A equipe jurídica do ex-presidente Jair Bolsonaro (PL) ingressou nesta sexta-feira (28) com embargos infringentes no Supremo Tribunal Federal (STF) para tentar anular a condenação de 27 anos e três meses de prisão imposta pela Primeira Turma por suposta tentativa de golpe de Estado.
O recurso tem como base o voto divergente do ministro Luiz Fux, que pediu a nulidade da ação penal e a absolvição de Bolsonaro. No total, a defesa elenca dez fundamentos para que os embargos sejam admitidos, questionando aspectos processuais e o mérito da sentença.
Acusação de erro processual
Os advogados afirmam que o relator Alexandre de Moraes certificou o trânsito em julgado na terça-feira (25) enquanto ainda corria o prazo para apresentação de embargos infringentes. Segundo a petição, essa “antecipação” configuraria erro judiciário, já que a certificação só poderia ocorrer após esgotados todos os recursos cabíveis.
A defesa recorda que já havia protocolado embargos de declaração — recurso que não altera a sentença — e que outros réus teriam até 23h59 de segunda-feira (24) para novos pedidos. Mesmo assim, Moraes rejeitou os recursos, declarou a inadmissibilidade dos infringentes e determinou o início do cumprimento da pena. Bolsonaro está detido desde 22 de novembro na Superintendência da Polícia Federal em Brasília.
Discussão sobre número de votos
O recurso também contesta entendimento do STF que exige, nas Turmas, pelo menos dois votos absolutórios para admitir embargos infringentes. Os defensores sustentam que o Regimento Interno só prevê a necessidade de quatro votos divergentes quando o julgamento ocorre no plenário. Para eles, criar uma exigência de dois votos na Turma fere a Constituição e o Pacto de São José da Costa Rica, que garante o direito ao duplo grau de jurisdição.
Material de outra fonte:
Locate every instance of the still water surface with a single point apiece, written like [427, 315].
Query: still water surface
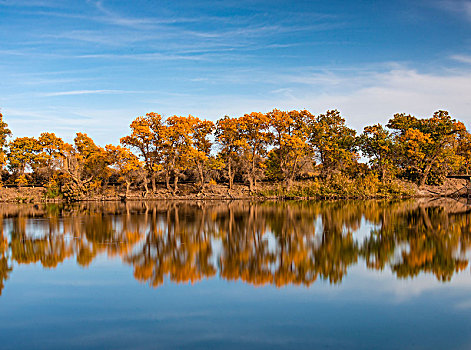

Argumentos apoiados no voto de Fux
No voto usado como base do recurso, Fux apontou cerceamento de defesa: os advogados receberam cerca de 70 terabytes de dados apenas em maio, pouco antes da fase de instrução, e novos arquivos foram adicionados depois. Para o ministro, a disponibilização tardia de provas prejudicou o contraditório e a ampla defesa, o que justificaria a nulidade do processo desde o recebimento da denúncia.
Fux ainda considerou o STF incompetente para julgar Bolsonaro porque, à época dos fatos, prevalecia o entendimento de que o foro especial se encerrava com o término do mandato antes do fim da instrução. Caso mantida a competência da Corte, o magistrado defendeu que o processo deveria ter sido analisado pelo plenário, e não pela Primeira Turma.
Tipificação dos crimes e ausência de violência
A defesa argumenta que os crimes de abolição violenta do Estado Democrático de Direito e golpe de Estado exigem a utilização de violência ou grave ameaça, o que não teria ocorrido. De acordo com o recurso, a condenação baseou-se em pronunciamentos contra as urnas eletrônicas e críticas à Justiça Eleitoral, condutas que não configuram atos executórios.
O voto de Fux classificou esses discursos como “bravatas” e destacou que o Direito Penal não pune meras cogitações. Por essa razão, reuniões, planos ou minutas apreendidas, consideradas atos preparatórios, não poderiam levar à condenação.
Organização criminosa
Os advogados também rebatem a acusação de pertencimento a organização criminosa. Segundo o recurso, a denúncia descreve supostos crimes determinados, o que caracterizaria apenas concurso de pessoas. A defesa diz não haver prova que vincule Bolsonaro aos atos de violência de 8 de janeiro de 2023.
O processo aguarda apreciação da admissibilidade dos embargos infringentes pelo STF.